# Non-unitary gauge transformation

• A
• DuckAmuck
In summary, the literature states that the vector potentials in a gauge covariant derivative transform according to ##A_\mu \rightarrow T A_\mu T^{-1} + i(\partial_\mu T) T^{-1}##, where T is not necessarily unitary. However, in the case of ##\bar{\psi}## transforming, it is not clear why T is assumed to be non-unitary as ##\bar{\psi}## transforms by ##T^\dagger## and not ##T^{-1}##. This can lead to non-invariant transformations for the dirac field, but this can be remedied by choosing a specific representation for the field.

#### DuckAmuck

TL;DR Summary
What happens for non-unitary gauge transformations when it comes to fermion factors?
You see in the literature that the vector potentials in a gauge covariant derivative transform like:
$$A_\mu \rightarrow T A_\mu T^{-1} + i(\partial_\mu T) T^{-1}$$
Where T is not necessarily unitary. (In the case that it is ##T^{-1} = T^\dagger##)
My question is then if T is not unitary, how is ##\bar{\psi}## transforming?
Since
$$\psi \rightarrow T\psi$$
$$\bar{\psi} \rightarrow (T\psi)^\dagger \gamma_0 = \psi^\dagger \gamma_0 \gamma_0 T^\dagger \gamma_0 = \bar{\psi} \gamma_0 T^\dagger \gamma_0$$
This seems to necessitate that $$\gamma_0 T^\dagger \gamma_0 = T^{-1}$$
This can only be the case if ##T^\dagger = T^{-1}##, or if ##T^\dagger## is a 4x4 matrix that multiplies with ##\gamma_0## matrices to give the inverse.
Otherwise, in general, you are left with something like:
$$\bar{\psi} (\partial_\mu + i A_\mu) \psi \rightarrow \bar{\psi} \gamma_0 T^\dagger \gamma_0 (\partial_\mu + i T A_\mu T^{-1} - (\partial_\mu T)T^{-1} ) T\psi$$
$$=\bar{\psi} (\gamma_0 T^\dagger \gamma_0 T) (\partial_\mu + i A_\mu) \psi$$
So to be gauge invariant, this object $$\gamma_0 T^\dagger \gamma_0 T = 1$$ but that is not the case in general.
Can this be simplified more, maybe for cases where T is a 2x2 matrix that commutes with ##\gamma_0##?

• ohwilleke
What is $\psi$? A Dirac spinor?

The $\gamma_0$ and $T$ are matrices in different spaces, the $\gamma_0$ acts on spinor index and $T$ on group "space" index. So you do not need to worry about the generator matrix for the group commute with $\gamma_0$ or not.

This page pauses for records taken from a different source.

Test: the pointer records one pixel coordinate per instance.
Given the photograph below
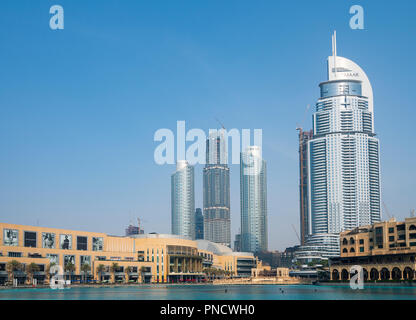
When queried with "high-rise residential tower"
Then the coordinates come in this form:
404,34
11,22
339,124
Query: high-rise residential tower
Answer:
216,190
199,224
253,200
304,137
343,155
183,200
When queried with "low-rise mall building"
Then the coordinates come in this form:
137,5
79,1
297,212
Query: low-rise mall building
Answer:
385,250
144,258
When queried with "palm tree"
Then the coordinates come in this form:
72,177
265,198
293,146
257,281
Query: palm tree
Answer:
85,268
48,270
114,267
69,267
128,270
13,266
31,269
143,269
100,270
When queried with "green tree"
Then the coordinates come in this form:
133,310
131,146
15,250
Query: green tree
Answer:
143,270
85,268
31,269
114,267
48,270
13,266
100,270
69,268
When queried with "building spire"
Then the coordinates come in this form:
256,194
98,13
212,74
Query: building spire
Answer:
334,51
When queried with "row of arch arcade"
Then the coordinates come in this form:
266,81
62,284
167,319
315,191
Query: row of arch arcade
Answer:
374,274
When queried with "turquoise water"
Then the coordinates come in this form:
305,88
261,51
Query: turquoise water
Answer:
210,292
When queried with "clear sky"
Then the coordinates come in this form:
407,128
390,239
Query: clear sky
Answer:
79,106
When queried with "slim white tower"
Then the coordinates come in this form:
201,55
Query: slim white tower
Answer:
183,200
253,200
344,166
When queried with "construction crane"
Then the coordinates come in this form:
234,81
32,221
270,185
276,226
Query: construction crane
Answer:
297,235
386,210
222,126
300,126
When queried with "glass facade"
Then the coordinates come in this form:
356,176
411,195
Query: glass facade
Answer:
183,200
216,190
253,201
343,155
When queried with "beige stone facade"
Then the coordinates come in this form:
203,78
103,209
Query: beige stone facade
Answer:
155,258
386,251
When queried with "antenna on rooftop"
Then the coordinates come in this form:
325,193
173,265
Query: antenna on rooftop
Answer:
334,51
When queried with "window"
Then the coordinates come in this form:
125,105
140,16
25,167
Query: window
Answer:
401,227
69,260
66,241
97,244
82,243
53,258
30,239
10,237
15,254
48,240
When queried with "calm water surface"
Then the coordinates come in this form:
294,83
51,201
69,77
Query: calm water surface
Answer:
210,292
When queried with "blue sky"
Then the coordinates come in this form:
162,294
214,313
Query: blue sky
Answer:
79,107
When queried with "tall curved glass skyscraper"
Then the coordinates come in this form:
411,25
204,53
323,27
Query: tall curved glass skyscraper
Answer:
183,200
216,180
344,170
253,200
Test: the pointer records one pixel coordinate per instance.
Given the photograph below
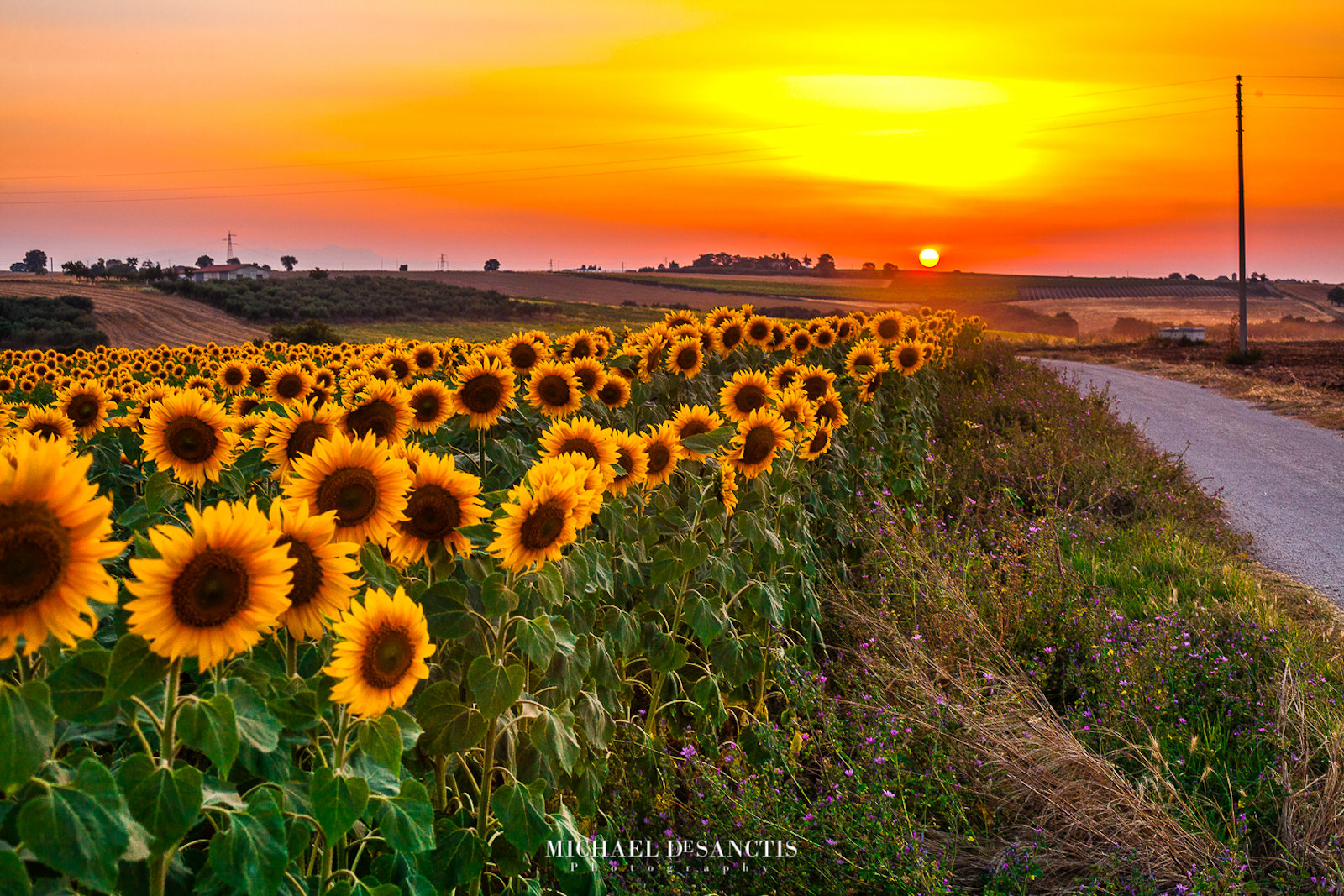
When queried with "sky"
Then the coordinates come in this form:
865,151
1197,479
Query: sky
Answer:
1047,137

What group do you have in mind? SO(N)? G_2 ?

malawi_glenn said:
What is $\psi$? A Dirac spinor?

The $\gamma_0$ and $T$ are matrices in different spaces, the $\gamma_0$ acts on spinor index and $T$ on group "space" index. So you do not need to worry about the generator matrix for the group commute with $\gamma_0$ or not.

What group do you have in mind? SO(N)? G_2 ?
Yes, of course they are acting on different spaces in most cases. Was trying to keep things very generalized in an attempt to "rescue" invariance, but I think that may be overkill.
And, Psi is indeed a dirac spinor.
My question still remains on what to do about T being non-unitary.
As ##A_\mu \rightarrow T A_\mu T^{-1} +i (\partial_\mu T) T^{-1}##
But ##\bar{\psi} \rightarrow \bar{\psi} T^\dagger##
So it is not clear why literature asserts that the transformation on A is for non-unitary transformations, because ##\bar{\psi}## tranforms by ##T^\dagger## not ##T^{-1}##.
The transformation is something like:
##\bar{\psi} \gamma^\mu (\partial_\mu + iA_\mu)\psi \rightarrow \bar{\psi} \gamma^\mu T^\dagger T(\partial_\mu + iA_\mu)\psi## which is not invariant if T is not unitary. So what can remedy this if anything?

But you have to choose which representation the dirac field must transform under. And most (compact) Lie Groups have complex representations, but not all of them. This is why ##E_8## is never considered as a model for GUT's because it has no complex representations and you can not couple them to dirac fermions.